Consider a polyhedron that is topologically equivalent to a sphere, such as any convex polyhedron. Any vertex of the polyhedron will have several facets that meet at that vertex. Each of these facets will have an interior angle at that vertex and the sum of the interior angles at a vertex can be said to be the interior angle associated with that vertex of the polyhedron. The value of 2π radians (or 360 degrees) minus that interior angle can be said to be the exterior angle associated with that vertex, also known by other names such as angular defect. The sum of these exterior angles across all vertices of the polyhedron will necessarily be 4π radians (or 720 degrees), and the sum of the interior angles will necessarily be 2π(n − 2) radians (or 360(n − 2) degrees) where n is the number of vertices. A proof of this can be obtained by using the formulas for the sum of interior angles of each facet together with the fact that the Euler characteristic of a sphere is 2.
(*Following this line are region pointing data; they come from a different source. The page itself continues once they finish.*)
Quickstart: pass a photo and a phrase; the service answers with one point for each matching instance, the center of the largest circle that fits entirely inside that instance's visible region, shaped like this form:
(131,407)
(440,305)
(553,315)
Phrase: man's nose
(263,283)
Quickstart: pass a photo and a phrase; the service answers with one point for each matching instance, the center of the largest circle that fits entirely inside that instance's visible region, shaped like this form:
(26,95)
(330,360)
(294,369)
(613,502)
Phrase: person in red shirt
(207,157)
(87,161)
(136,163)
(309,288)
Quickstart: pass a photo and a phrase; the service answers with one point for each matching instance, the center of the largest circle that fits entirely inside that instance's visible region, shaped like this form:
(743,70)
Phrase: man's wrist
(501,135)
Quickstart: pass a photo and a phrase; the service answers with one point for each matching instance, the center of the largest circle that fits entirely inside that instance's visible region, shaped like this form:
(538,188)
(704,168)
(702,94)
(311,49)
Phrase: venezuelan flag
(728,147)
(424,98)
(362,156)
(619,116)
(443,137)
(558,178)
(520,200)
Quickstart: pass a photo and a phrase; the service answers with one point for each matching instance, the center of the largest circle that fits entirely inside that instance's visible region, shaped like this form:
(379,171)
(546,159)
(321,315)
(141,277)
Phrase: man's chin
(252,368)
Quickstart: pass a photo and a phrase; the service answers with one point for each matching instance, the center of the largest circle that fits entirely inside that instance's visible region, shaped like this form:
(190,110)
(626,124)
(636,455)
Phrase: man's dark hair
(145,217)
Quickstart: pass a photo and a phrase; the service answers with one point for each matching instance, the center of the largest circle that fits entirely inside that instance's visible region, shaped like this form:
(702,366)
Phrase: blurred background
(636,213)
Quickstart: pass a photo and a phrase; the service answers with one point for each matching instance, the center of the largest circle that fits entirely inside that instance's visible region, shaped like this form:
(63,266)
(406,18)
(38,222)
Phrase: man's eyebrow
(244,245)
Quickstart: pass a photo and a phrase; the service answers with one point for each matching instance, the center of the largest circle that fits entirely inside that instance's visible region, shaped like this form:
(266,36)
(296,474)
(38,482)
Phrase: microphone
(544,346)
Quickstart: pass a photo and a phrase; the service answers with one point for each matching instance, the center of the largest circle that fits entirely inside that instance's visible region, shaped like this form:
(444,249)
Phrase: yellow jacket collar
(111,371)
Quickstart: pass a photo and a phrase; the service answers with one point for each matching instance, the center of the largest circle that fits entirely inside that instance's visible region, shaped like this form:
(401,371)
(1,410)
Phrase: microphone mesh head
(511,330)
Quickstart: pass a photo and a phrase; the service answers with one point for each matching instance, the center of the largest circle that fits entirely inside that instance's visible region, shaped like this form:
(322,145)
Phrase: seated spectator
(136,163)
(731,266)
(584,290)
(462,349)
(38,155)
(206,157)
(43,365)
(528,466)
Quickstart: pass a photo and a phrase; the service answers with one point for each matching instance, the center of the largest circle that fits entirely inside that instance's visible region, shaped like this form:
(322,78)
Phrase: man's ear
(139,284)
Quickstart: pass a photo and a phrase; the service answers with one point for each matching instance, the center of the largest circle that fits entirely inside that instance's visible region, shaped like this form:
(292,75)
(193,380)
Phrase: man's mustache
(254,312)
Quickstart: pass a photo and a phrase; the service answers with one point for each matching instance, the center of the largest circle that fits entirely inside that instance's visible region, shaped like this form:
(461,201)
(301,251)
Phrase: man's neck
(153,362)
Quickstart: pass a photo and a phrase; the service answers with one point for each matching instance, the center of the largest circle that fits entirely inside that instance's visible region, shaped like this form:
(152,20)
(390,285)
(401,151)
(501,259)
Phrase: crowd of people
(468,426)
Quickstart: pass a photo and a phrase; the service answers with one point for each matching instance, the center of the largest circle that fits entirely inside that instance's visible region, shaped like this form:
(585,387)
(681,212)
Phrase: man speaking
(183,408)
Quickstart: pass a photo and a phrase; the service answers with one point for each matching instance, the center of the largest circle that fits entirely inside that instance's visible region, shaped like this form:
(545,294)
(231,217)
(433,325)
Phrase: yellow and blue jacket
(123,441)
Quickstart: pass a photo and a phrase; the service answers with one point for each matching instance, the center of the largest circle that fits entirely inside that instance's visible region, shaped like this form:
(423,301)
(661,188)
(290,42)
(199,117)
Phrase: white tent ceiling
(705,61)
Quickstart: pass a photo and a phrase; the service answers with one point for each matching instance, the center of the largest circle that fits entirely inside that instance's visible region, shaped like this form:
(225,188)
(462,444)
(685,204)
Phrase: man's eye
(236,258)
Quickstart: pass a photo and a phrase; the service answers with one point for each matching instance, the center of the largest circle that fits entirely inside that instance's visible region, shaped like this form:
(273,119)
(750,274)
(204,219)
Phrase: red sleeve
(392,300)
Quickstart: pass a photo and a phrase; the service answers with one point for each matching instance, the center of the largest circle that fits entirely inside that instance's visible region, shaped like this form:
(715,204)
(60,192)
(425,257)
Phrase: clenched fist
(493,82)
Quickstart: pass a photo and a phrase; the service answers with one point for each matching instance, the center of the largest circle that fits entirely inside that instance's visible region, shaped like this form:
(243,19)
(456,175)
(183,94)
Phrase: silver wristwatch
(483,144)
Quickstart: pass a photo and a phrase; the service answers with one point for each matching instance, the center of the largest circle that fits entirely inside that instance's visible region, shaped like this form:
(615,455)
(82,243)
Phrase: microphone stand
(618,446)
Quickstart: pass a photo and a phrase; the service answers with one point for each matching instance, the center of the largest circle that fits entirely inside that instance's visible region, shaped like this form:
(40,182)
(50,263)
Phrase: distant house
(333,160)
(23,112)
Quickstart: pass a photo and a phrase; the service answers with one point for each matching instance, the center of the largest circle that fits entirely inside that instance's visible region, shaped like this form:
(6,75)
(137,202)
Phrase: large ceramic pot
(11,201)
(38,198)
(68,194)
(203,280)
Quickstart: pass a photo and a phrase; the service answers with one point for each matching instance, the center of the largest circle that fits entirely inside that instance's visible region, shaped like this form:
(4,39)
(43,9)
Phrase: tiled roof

For example, a rectangular solid will have three rectangular facets meeting at any vertex, with each of these facets having a 90° internal angle at that vertex, so each vertex of the rectangular solid is associated with an interior angle of 3 × 90° = 270° and an exterior angle of 360° − 270° = 90°. The sum of these exterior angles over all eight vertices is 8 × 90° = 720°. The sum of these interior angles over all eight vertices is 8 × 270° = 2160°.